Seit Ausbruch der Epidemie im Oktober 2010 wurden laut Angaben der haitianischen Behörden 7’300 Todesopfer und 575'000 Krankheitsfälle gezählt. Nach dem Auftreten der ersten Fälle hat MSF den grössten Einsatz seit Bestehen der Organisation gestartet und im ganzen Land über 30 Prozent aller Cholerapatienten behandelt. MSF betreut heute noch immer Cholerapatienten und betreibt zu diesem Zweck fünf Behandlungszentren in Port-au-Prince und Léogâne. Joan Arnan ist der Einsatzleiter und koordiniert seit fünf Monaten die Bekämpfung von Cholera in Haiti. Wir haben ihm drei Fragen gestellt.
Wie hat sich die Krankheit in den letzten Monaten entwickelt?
Sobald es regnet, läuft die Kanalisation über, was die Ausbreitung der Krankheit begünstigt. Die Bevölkerung hat keine Möglichkeit, sich durch bessere Hygiene zu schützen. Fast eine halbe Million Menschen leben noch immer in den Lagern, die nach dem Erdbeben im Januar 2010 errichtet wurden. Weniger als ein Drittel davon hat Zugang zu sauberem Trinkwasser und nur ein Prozent hat im April ein Stück Seife erhalten.
Als ich in Haiti ankam, erwarteten wir einen erneuten Ausbruch mit dem Beginn der Regenzeit. Die Zahl der Patienten in den Behandlungszentren nahm denn auch ab April zu und erreichte Ende Mai einen Höhepunkt. Seit Anfang 2012 haben wir mehr als 10’000 Patienten behandelt, einschliesslich über 70 Prozent der Cholerafälle, die während des Höhepunkts der Epidemie in Port-au-Prince erfasst wurden. Unsere Teams stellen nun einen Rückgang der Erkrankungen in Port-au-Prince und Léogâne fest, aber die Situation bleibt kritisch. Fast zwei Jahre nach dem Beginn der Epidemie betreut MSF noch immer einen grossen Teil der Patienten in der Hauptstadt. Das zeigt deutlich, dass es in der Bekämpfung der Epidemie auf nationaler Ebene zahlreiche Probleme gibt.

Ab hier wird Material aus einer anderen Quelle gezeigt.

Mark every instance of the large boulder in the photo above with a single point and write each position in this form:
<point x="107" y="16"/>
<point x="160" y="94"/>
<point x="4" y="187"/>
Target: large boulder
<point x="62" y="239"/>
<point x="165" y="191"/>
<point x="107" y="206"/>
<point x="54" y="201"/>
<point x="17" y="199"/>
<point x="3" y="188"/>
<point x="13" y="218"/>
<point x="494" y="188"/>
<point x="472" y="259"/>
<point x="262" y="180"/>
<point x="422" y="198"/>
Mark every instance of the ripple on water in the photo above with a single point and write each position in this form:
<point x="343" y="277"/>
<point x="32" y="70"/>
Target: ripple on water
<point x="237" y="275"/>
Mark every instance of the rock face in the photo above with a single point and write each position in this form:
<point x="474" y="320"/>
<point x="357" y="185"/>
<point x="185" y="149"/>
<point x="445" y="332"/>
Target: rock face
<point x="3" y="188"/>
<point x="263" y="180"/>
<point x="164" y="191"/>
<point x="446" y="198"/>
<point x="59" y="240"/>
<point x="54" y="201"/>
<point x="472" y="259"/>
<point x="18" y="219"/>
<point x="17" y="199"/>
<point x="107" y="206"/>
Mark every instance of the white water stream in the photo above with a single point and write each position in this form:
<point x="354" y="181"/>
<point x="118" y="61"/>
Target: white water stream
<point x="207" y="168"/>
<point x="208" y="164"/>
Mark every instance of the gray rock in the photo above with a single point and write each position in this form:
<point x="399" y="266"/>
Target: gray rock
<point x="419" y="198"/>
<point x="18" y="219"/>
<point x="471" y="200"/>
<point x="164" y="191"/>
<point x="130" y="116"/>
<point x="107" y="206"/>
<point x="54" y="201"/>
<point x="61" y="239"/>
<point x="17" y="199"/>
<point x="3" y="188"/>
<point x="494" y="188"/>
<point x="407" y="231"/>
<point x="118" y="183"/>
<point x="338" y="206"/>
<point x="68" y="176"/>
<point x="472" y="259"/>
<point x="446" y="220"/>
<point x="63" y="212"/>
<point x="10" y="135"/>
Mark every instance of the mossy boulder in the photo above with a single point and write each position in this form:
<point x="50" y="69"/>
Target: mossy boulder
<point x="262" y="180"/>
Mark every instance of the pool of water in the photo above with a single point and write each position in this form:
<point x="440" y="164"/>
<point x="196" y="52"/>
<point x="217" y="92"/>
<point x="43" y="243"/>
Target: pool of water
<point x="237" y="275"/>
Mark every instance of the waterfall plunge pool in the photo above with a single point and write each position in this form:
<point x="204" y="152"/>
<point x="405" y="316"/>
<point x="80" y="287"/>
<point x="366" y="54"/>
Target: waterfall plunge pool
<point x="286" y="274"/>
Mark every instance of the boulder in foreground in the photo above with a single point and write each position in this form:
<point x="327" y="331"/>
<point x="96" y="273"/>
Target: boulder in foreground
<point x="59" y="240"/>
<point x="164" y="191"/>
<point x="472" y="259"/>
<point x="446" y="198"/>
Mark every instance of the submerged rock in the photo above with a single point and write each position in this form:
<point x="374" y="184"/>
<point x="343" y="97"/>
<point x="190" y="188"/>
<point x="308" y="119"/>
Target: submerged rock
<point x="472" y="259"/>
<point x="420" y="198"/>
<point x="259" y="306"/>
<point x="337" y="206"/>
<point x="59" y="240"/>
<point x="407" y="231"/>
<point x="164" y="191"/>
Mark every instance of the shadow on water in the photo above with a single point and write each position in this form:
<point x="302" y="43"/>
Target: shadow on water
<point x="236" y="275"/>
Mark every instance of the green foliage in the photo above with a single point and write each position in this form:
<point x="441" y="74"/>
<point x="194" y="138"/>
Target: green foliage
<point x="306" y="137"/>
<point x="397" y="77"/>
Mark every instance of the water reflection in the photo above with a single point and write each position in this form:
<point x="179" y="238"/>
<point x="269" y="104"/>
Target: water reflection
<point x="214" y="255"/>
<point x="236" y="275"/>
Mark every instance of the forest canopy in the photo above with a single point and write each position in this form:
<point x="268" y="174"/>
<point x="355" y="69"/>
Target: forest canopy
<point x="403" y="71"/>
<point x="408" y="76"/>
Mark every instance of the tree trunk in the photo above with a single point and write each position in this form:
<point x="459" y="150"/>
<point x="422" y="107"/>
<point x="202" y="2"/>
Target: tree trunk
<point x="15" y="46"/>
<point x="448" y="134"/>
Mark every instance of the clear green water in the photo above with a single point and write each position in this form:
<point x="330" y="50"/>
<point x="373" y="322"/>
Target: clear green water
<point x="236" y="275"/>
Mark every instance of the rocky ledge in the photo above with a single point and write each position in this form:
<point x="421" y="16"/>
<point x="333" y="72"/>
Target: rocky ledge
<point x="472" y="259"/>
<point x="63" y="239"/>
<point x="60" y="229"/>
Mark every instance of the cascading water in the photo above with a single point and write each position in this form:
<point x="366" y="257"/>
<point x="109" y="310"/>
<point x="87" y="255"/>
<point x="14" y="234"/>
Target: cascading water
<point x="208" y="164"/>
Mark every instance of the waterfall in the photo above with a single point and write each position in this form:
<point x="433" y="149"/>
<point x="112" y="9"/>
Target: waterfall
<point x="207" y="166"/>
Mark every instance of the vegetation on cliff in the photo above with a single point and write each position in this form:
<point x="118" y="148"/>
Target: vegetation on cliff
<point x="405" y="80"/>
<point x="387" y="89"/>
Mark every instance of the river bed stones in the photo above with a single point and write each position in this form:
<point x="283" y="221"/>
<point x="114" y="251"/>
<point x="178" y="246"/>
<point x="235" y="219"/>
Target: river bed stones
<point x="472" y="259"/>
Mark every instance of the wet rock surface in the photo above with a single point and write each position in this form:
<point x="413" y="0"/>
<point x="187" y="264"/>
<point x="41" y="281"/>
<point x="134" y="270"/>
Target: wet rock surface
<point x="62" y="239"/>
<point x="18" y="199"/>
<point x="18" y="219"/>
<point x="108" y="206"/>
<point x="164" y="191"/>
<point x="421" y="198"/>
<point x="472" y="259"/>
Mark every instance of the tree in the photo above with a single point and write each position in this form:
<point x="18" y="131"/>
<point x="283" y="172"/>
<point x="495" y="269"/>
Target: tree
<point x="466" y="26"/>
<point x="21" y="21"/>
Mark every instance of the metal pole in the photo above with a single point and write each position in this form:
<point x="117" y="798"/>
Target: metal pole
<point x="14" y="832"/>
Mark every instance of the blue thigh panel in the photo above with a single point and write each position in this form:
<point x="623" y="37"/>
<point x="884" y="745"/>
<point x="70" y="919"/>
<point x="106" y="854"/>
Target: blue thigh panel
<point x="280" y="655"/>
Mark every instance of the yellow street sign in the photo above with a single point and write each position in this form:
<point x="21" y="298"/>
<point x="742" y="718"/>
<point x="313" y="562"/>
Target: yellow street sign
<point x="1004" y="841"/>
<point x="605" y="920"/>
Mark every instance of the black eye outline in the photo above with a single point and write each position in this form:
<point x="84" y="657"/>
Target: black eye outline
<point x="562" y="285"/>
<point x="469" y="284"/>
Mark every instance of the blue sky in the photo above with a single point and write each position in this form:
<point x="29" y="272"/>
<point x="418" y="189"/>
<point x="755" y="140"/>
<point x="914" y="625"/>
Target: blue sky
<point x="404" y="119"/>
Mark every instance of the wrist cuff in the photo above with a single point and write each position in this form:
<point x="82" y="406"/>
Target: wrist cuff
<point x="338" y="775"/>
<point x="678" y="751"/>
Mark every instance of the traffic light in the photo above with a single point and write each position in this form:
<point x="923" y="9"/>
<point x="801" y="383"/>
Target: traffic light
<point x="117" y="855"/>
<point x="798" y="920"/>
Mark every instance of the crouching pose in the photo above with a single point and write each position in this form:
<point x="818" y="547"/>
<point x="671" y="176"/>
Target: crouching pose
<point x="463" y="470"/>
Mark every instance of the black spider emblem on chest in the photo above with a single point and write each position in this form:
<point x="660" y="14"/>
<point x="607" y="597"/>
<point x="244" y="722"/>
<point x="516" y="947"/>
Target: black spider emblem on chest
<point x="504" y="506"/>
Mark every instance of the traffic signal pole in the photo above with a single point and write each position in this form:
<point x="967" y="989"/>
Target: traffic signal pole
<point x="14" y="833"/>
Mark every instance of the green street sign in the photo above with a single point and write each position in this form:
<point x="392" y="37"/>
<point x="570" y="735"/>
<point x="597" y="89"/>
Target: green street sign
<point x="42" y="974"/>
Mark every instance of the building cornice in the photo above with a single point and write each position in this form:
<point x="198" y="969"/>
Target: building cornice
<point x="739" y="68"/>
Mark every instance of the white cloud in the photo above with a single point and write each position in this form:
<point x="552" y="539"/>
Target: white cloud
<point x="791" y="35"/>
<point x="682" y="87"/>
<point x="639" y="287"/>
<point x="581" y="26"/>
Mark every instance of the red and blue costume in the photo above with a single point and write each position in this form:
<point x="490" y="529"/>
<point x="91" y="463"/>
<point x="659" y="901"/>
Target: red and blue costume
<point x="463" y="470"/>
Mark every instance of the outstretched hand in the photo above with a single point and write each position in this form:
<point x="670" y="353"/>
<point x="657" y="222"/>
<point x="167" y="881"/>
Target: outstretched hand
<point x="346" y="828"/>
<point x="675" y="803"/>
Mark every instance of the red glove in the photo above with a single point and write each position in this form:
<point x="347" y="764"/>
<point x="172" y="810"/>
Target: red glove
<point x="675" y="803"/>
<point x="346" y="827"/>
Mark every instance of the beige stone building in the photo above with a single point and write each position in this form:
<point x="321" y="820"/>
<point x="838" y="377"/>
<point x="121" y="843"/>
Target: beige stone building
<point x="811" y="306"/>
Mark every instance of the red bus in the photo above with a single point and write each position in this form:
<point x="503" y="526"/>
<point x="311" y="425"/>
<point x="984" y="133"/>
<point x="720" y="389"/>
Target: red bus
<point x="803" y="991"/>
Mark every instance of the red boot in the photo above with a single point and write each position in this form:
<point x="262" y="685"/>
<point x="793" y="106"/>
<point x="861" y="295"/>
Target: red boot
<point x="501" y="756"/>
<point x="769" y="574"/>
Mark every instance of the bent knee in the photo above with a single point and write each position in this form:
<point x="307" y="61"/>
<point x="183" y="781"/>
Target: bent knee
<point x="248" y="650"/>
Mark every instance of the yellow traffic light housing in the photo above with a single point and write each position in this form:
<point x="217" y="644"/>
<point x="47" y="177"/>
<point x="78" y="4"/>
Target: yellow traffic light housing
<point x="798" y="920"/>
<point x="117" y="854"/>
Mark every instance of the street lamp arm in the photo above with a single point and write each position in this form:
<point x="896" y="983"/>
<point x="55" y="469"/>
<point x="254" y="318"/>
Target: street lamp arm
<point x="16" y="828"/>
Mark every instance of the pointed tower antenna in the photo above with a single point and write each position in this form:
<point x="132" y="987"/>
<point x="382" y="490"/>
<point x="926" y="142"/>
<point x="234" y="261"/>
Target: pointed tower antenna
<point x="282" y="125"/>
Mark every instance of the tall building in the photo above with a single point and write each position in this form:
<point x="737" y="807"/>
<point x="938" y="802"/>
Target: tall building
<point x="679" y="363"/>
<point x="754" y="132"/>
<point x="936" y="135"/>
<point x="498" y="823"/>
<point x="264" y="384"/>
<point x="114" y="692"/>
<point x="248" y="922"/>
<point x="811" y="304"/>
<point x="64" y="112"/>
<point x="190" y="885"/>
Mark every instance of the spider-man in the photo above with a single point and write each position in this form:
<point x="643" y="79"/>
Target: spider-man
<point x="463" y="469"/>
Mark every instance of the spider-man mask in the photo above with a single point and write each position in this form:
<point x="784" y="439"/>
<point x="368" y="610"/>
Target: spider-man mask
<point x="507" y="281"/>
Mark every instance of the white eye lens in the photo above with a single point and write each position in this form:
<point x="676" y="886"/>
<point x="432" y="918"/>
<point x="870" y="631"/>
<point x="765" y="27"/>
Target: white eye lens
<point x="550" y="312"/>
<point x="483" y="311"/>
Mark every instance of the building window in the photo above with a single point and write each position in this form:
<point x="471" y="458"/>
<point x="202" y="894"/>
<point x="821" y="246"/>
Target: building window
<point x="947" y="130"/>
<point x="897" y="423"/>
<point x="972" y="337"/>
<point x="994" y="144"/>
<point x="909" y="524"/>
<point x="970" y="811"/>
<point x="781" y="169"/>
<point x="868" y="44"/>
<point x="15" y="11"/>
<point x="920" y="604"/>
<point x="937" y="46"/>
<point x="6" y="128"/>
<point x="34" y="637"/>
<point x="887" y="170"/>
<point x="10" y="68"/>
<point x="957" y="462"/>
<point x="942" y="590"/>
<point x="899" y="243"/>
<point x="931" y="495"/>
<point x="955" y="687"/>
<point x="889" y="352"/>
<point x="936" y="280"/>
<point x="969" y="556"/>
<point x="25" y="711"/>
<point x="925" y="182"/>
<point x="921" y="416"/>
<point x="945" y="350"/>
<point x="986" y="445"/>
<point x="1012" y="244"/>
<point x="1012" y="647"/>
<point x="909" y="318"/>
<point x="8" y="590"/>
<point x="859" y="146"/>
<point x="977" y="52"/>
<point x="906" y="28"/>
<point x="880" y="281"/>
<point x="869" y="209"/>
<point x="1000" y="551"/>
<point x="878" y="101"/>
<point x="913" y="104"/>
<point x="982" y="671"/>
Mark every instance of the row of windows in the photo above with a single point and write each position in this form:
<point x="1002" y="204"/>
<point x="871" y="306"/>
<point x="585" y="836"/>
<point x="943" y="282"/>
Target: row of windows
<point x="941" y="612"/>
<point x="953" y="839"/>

Können Sie uns Beispiele für solche Probleme beim Umgang mit der Epidemie geben?
Die öffentliche Gesundheitsversorgung im Grossraum Port-au-Prince, wo fast ein Drittel der gesamten Bevölkerung Haitis lebt, hat die Behandlung von Cholera nicht in ihr Angebot aufgenommen. Mit anderen Worten, wer mit Cholerasymptomen in ein öffentliches Spital geht, wird an ein Behandlungszentrum einer NGO wie MSF überwiesen. In der Region Artibonite, wo rund 20 Prozent aller Cholerafälle seit Ausbruch der Epidemie aufgetreten sind, gehen gewissen Behandlungszentren die Medikamente aus, und ein Teil des Personals hat seit Januar keine Löhne mehr erhalten.
Im Gegensatz dazu sind die lokalen Gesundheitsbehörden in der Region Nord dem jüngsten Ausbruch sehr wirksam und mit Erfolg begegnet. Das wirft die Frage auf, ob die nationalen Behörden den politischen Willen haben, ein wirkungsvolles nationales Programm zur Bekämpfung der Cholera auf die Beine zu stellen.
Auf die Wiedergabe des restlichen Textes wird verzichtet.